Comment 6 Paolo Carlini 2010-08-13 21:00:26 UTC
You are of course wrong. Parsing something like "59e" as an integer type of course succeeds and gives "59". Really, we have *tons* of testcases about that in the testsuite. We know what we are doing ;)
Comment 7 Lucian Smith 2010-08-13 21:14:26 UTC
You're right!  Sorry; I apparently jumped to a conclusion while testing (but I did test!)

I still disagree that an 'e' with no digit following can be reasonably construed as part of an improperly-formatted float, and think it should instead be considered not part of the float at all, since properly-formatted floats have both the e and the digit.  I think you are erring on the side of assuming an error when a valid interpretation exists.
Comment 8 Paolo Carlini 2010-08-13 21:20:53 UTC
I'm not erring.

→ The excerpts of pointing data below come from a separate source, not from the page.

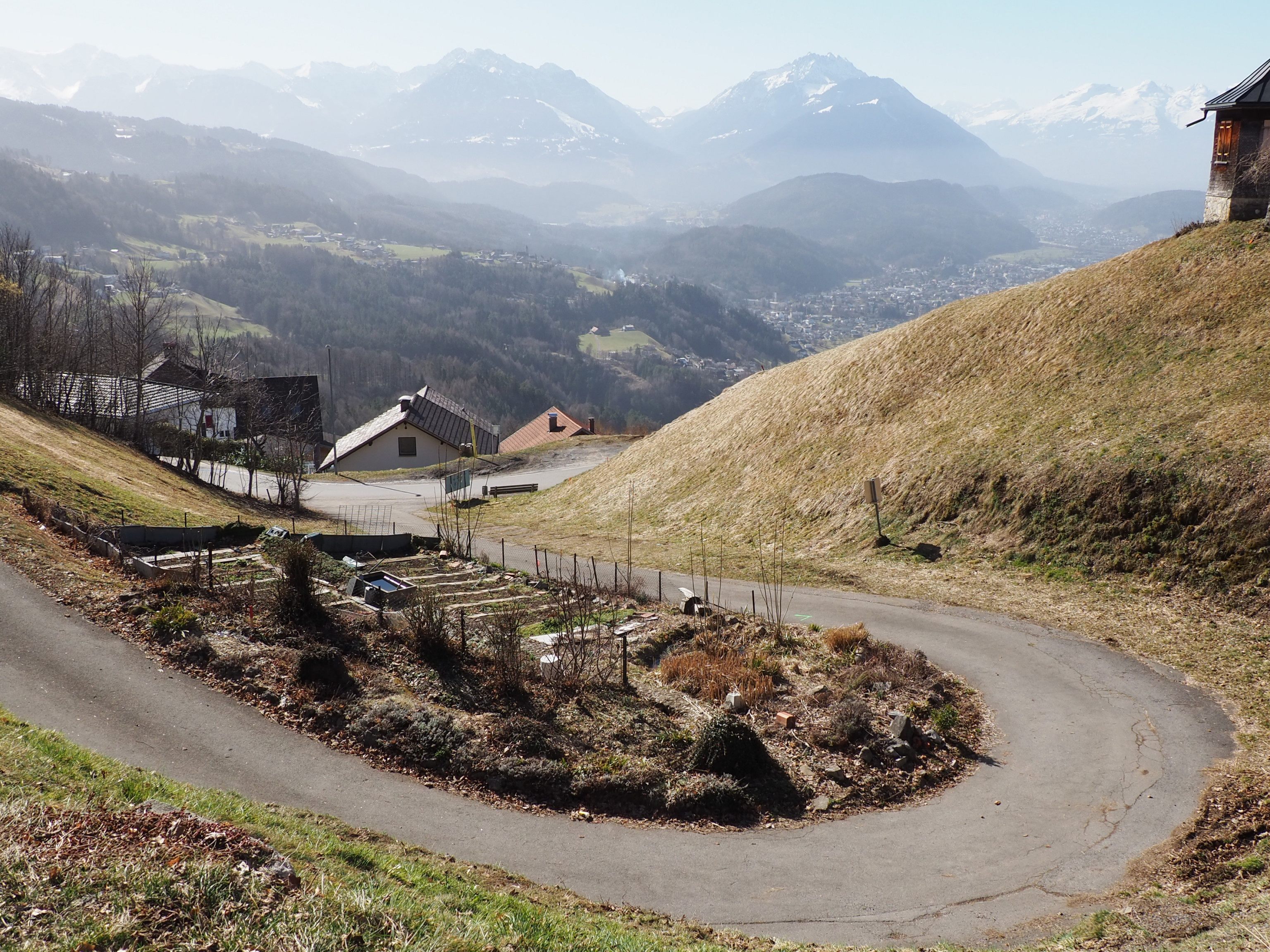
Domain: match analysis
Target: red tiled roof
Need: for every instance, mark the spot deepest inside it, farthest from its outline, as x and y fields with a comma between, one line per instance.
x=537, y=432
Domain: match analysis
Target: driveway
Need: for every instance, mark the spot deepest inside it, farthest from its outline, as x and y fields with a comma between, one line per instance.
x=1099, y=758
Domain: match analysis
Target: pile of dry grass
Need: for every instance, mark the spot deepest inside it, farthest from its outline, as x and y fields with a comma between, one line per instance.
x=714, y=674
x=840, y=640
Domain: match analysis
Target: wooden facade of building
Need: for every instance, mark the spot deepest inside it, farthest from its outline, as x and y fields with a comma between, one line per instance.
x=1239, y=184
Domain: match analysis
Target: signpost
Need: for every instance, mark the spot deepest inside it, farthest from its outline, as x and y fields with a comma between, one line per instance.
x=871, y=497
x=458, y=481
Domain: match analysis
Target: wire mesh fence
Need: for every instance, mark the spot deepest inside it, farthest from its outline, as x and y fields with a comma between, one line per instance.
x=366, y=519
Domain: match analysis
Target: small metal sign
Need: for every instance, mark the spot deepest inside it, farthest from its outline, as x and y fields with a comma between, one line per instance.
x=460, y=480
x=871, y=492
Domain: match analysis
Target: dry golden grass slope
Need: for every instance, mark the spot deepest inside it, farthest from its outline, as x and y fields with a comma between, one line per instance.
x=105, y=478
x=1114, y=418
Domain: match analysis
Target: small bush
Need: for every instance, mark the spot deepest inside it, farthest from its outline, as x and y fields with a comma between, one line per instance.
x=713, y=676
x=428, y=625
x=675, y=739
x=849, y=721
x=534, y=777
x=1249, y=865
x=1189, y=228
x=173, y=620
x=295, y=600
x=729, y=745
x=526, y=738
x=420, y=738
x=630, y=785
x=502, y=634
x=840, y=640
x=193, y=649
x=944, y=719
x=323, y=668
x=698, y=797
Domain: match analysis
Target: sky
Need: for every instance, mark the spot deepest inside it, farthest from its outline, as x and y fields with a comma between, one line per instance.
x=680, y=54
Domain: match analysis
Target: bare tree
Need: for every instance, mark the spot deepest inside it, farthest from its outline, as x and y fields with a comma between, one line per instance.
x=143, y=315
x=770, y=549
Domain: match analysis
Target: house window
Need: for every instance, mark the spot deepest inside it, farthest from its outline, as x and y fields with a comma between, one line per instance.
x=1227, y=135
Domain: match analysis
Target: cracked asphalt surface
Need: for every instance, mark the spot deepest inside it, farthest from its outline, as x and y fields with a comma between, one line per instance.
x=1100, y=758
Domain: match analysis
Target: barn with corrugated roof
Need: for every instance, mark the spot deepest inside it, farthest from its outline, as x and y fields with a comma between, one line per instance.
x=422, y=429
x=1239, y=184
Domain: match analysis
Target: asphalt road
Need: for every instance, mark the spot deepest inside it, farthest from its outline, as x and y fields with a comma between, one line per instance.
x=1100, y=757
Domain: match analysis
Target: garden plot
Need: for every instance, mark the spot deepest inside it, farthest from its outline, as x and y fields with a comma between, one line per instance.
x=557, y=696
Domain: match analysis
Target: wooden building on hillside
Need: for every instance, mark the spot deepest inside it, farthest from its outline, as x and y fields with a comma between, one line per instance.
x=421, y=429
x=545, y=428
x=1239, y=184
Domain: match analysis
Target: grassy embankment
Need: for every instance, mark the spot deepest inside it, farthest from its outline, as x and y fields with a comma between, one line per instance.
x=68, y=888
x=108, y=479
x=590, y=282
x=618, y=339
x=1091, y=452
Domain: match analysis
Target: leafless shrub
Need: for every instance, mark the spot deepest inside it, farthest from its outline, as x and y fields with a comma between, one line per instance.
x=295, y=600
x=585, y=654
x=884, y=662
x=770, y=551
x=849, y=721
x=840, y=640
x=428, y=625
x=501, y=631
x=713, y=676
x=1189, y=228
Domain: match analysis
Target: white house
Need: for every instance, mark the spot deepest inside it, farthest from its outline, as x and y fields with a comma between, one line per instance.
x=422, y=429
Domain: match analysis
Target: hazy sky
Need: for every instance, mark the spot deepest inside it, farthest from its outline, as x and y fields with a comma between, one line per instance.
x=677, y=54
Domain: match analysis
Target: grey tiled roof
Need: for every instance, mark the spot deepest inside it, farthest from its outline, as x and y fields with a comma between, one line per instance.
x=432, y=413
x=1255, y=90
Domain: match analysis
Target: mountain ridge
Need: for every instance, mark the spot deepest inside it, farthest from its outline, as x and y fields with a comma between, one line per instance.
x=478, y=115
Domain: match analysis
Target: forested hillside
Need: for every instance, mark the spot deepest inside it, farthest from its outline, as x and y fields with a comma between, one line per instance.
x=501, y=339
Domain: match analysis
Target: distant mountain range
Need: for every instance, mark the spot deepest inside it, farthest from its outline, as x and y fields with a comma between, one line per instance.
x=1128, y=139
x=483, y=116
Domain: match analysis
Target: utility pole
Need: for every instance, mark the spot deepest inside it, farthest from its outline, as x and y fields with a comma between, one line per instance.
x=331, y=386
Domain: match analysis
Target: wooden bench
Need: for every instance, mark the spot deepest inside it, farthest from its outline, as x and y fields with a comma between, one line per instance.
x=508, y=490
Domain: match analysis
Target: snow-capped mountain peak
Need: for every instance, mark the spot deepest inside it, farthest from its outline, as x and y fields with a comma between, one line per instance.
x=1147, y=107
x=1132, y=138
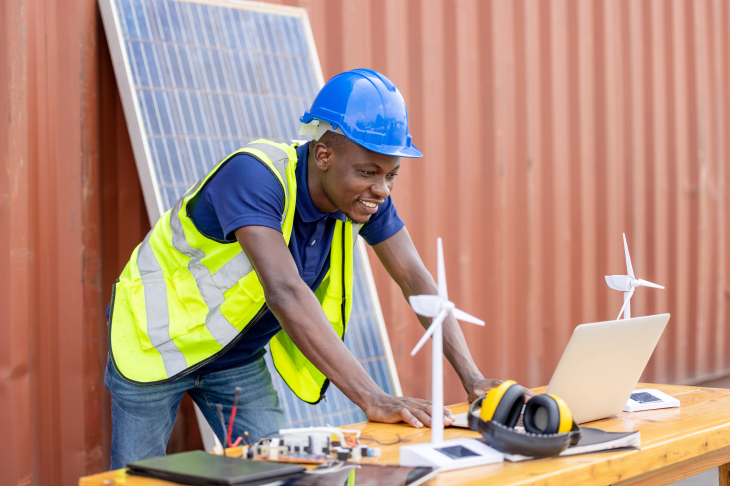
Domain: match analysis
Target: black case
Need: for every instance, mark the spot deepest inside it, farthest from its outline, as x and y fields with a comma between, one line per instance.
x=200, y=468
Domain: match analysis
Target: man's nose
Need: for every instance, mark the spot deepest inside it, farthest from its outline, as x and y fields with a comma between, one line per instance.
x=381, y=189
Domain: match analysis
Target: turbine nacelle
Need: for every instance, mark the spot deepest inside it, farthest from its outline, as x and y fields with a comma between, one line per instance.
x=628, y=283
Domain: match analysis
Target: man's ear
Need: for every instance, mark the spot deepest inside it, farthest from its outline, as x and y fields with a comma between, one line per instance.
x=323, y=156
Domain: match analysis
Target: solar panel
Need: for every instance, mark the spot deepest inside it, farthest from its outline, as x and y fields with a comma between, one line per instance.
x=201, y=79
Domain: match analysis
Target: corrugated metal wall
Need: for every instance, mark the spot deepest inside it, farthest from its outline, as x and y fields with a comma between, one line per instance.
x=53, y=414
x=549, y=128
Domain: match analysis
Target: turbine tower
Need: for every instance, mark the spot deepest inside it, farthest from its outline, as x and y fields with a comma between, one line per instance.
x=438, y=307
x=627, y=284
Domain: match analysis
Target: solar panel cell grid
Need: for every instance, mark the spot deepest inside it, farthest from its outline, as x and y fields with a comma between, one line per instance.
x=209, y=79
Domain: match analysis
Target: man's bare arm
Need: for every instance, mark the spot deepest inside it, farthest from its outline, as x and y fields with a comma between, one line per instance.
x=301, y=316
x=400, y=258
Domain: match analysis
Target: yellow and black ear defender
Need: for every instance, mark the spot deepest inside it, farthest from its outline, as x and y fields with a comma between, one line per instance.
x=549, y=425
x=547, y=414
x=503, y=404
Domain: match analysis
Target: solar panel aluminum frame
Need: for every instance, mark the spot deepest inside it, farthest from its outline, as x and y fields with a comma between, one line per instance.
x=130, y=102
x=141, y=146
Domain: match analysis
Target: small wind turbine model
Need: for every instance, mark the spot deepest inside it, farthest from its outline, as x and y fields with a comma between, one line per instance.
x=627, y=284
x=452, y=454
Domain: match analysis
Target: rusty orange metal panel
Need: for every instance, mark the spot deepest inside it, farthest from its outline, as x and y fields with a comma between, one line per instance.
x=548, y=128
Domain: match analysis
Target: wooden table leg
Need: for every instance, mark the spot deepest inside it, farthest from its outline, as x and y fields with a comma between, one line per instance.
x=724, y=473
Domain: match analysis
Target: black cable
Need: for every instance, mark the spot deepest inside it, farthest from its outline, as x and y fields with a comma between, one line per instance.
x=219, y=411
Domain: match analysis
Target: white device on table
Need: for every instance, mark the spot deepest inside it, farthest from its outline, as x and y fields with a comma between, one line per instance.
x=601, y=366
x=603, y=363
x=649, y=399
x=450, y=454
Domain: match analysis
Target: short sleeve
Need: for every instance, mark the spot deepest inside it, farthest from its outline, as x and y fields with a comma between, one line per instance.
x=383, y=224
x=244, y=192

We changes this behavior on purpose, after having also checked that *2* other, completely independent, implementations agree (ie, Dinkumware and Roguewave).
Comment 9 Lucian Smith 2010-08-13 21:40:15 UTC
Fair enough!  I still disagree, but I guess my task now is to get Dinkumware and Roguewave to change their implementations, and come back.  I don't suppose you'd be swayed by Microsoft?  I didn't think so ;-)
Comment 10 Lucian Smith 2010-08-13 21:41:20 UTC
Whoops, duh, dinkumware is ms.  Never mind, it was a dumb joke anyway.